Other authors raise the need to understand the Nakba of 1948 as a phenomenon of ethnic cleansing, reflect on the importance of the year 1948 for both South Africans and the Palestinian people as the year in which British colonialism created the conditions for the birth of Apartheid South Africa and Apartheid Israel, and examine the role of the Church in (de)constructing apartheid and colonization in Palestine.
Additional aspects of the 'ongoing Nakba' are addressed by a discussion of the role of humanitarianism which has become the primary manifestation of international political will as donor states condition aid to Palestinians on Palestinian acquiescence to conditions that Israel itself has yet to fully accept, and by reports of ongoing forced displacement of Palestinians in the Naqab (Negev), Iraq and in Europe as a result of Israel's discriminatory policies and lack of effective protection by host states and the international community.

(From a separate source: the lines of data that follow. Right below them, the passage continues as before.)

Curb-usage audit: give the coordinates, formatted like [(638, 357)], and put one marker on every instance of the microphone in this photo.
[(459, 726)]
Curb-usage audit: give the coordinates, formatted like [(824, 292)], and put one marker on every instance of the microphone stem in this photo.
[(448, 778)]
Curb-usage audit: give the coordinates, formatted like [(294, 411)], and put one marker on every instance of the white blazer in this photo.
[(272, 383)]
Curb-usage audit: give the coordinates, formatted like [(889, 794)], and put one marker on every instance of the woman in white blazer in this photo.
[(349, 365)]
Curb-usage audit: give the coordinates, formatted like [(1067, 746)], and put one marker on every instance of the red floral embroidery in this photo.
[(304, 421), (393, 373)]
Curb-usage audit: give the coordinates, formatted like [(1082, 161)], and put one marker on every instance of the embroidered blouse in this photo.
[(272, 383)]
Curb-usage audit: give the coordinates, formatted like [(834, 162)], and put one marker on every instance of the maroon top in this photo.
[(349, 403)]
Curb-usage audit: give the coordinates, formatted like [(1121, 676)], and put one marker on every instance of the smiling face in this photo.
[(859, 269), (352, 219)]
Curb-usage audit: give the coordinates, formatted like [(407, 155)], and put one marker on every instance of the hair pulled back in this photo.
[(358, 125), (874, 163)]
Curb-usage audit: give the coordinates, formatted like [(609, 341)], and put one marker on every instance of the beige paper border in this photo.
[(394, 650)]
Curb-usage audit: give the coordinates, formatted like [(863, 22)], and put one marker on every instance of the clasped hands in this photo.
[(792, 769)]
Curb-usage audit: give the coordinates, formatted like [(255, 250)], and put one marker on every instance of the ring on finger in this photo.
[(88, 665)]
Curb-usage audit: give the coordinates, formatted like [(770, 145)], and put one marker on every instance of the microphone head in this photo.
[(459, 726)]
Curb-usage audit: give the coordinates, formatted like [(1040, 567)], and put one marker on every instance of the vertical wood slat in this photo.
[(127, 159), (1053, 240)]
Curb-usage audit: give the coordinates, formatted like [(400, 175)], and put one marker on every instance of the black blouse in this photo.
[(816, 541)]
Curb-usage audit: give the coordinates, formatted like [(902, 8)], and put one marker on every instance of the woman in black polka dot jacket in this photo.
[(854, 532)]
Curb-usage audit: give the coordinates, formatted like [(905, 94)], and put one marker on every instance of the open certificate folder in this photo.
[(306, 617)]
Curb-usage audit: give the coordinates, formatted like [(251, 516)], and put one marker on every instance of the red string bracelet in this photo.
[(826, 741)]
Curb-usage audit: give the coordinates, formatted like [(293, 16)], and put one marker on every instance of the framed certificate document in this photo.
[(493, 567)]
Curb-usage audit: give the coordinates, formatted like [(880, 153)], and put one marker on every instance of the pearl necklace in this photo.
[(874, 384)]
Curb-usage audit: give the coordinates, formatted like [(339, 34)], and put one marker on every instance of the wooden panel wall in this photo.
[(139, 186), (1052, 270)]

General articles include analysis of the ideological positions of Israeli political parties based on their campaigns for the recent parliamentary elections, and a report about the current situation of Bhutanese refugees after 15 years in exile.
An update of recent developments in the global civil society campaign for boycott, devistmend and sanctions against Israel (BDS) and a statement to BADIL from the Green Party USA commemorating the 58th anniversary of the Palestinian Nakba are included in the document section.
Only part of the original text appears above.